In figure 1, 1 generally denotes a plate heat exchanger according to the invention, preferably a recuperator, with flow channels arranged between the plates. Of the said channels every other channel is designed to receive the flow of a heat-emitting medium, in this case exhaust gases from a gas turbine. The direction of flow for these is indicated

in figure 1 by an arrow 2 and the person skilled in the art will appreciate that in order to control the exhaust gas flow a surrounding casing with connections for the inlet and outlet exhaust gas flows is required. The remainder of the flow channels are designed to accommodate the flow of a heat-absorbing medium, in this case compressed air from the gas turbine compressor. The inlet flow from the latter to the recuperator is indicated by an arrow 3 and the outlet flow by an arrow 4.

In order to achieve high efficiency in the transfer of thermal energy from the heat- emitting medium to the heat-absorbing medium the flows will, of course, essentially be in opposite directions. This is the case in a section of the through-flow channels for the heat-absorbing medium, denoted by 5. 6 and 7 respectively indicate sections of the said through-flow channels in which the flows are not in opposite directions, but crossing one another.

The flow 3 of heat-absorbing medium in the recuperator 1 passes via a manifold 8, which connects with the manifold 8 via inlet ports in each flow channel for the heat- absorbing medium. There is a corresponding connection via outlet ports in each flow channel to a manifold 9 for the flow 4 of heat-absorbing medium out of the recuperator.

As will be explained in more detail below, the inlet ports are connected to section 6 of the through-flow channels, whereas the outlet ports are connected to section 7 of the through-flow channels.

With reference to figures 2 and 3, which show sections A-A and B-B respectively of the recuperator in figure 1, the arrangement of the inlet and outlet ports and the manifolds 8, 9 will now be described in more detail. Since the conditions are analogous in the two manifolds, reference will only be made to the construction in connection with the manifold 9 and the said partial sections A-A and B-B illustrated in figures 2 and 3 respectively.

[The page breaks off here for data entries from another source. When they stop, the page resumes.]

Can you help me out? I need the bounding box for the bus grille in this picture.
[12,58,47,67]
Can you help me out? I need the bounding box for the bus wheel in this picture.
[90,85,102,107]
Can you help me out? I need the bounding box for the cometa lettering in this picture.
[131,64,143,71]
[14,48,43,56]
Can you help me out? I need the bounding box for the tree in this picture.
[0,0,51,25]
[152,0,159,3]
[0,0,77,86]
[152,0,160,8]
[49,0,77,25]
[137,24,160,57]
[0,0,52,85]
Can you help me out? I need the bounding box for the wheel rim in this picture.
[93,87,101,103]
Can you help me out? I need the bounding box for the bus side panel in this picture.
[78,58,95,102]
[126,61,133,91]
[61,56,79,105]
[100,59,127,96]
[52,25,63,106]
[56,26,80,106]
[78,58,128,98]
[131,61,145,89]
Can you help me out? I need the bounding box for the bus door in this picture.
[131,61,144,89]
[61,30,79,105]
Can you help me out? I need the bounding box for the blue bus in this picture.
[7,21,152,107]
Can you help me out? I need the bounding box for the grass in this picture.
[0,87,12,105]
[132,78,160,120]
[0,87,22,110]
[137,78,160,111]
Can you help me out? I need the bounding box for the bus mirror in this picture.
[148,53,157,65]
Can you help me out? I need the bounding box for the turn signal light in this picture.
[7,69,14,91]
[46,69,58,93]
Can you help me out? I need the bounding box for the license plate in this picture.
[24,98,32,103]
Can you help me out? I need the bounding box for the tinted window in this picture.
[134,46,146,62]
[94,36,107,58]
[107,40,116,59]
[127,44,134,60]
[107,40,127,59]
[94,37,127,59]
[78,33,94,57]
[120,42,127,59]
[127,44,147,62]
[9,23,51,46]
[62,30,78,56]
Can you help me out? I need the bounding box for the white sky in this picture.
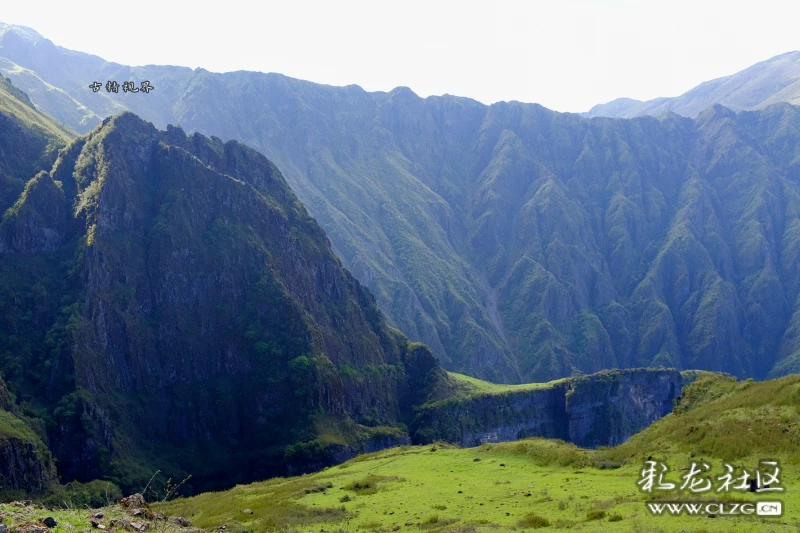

In the plates from which the recuperator is constructed, an opening 9', with side wall 10 running around the edge 9" of the opening 9', is made in one section on two opposing sides a, b. The said side wall is inclined somewhat inwards towards the opening 9'. In a section of the side wall 10 adjoining the section 7 there is an interruption 10'. With the side walls of the plates telescoped in one another as shown in figure 2 and joined pressure-tightly to one another, for example by soldering, the side walls 10 form the walls of the manifold 9 and the interruptions 10' form the outlet ports 10", which

connect the manifold 9 to the through-flow channels for the heat-absorbing medium. In figures 2 and 3 the said through-flow channels are denoted by 11, whilst the flow of the heat-absorbing medium is indicated by arrows 4'. The through-flow channels for the heat-emitting medium are correspondingly indicated by 12.

The interruption 10' is preferably formed in the side wall 10 of each plate in such a way that, as shown diagrammatically in figure 3, the side wall section 10"' corresponding to the interruption 10' is bent so that it forms an angle x with the plane of the plates. The side wall section 10"' is thereby made to form a guide for the flow of heat-absorbing medium through the inlet and outlet ports 10".

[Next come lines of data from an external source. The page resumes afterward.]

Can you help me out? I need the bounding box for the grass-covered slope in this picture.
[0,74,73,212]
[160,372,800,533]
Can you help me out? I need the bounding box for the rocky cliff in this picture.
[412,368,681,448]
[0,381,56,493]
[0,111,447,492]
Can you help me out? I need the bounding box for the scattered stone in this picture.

Figure 4 shows that the outer walls of the manifolds, as well as the short sides of the recuperator in an alternative embodiment, are bent outwards. The splayed form gives increased strength, which improves the service life of the recuperator.

By arranging the manifolds 8, 9, inlet and outlet ports and the sections 5, 6 and 7 of media flows in opposite directions to one another or crossing one another according to the invention, a compact construction is thus achieved whilst making the recuperator highly efficient and easy to manufacture.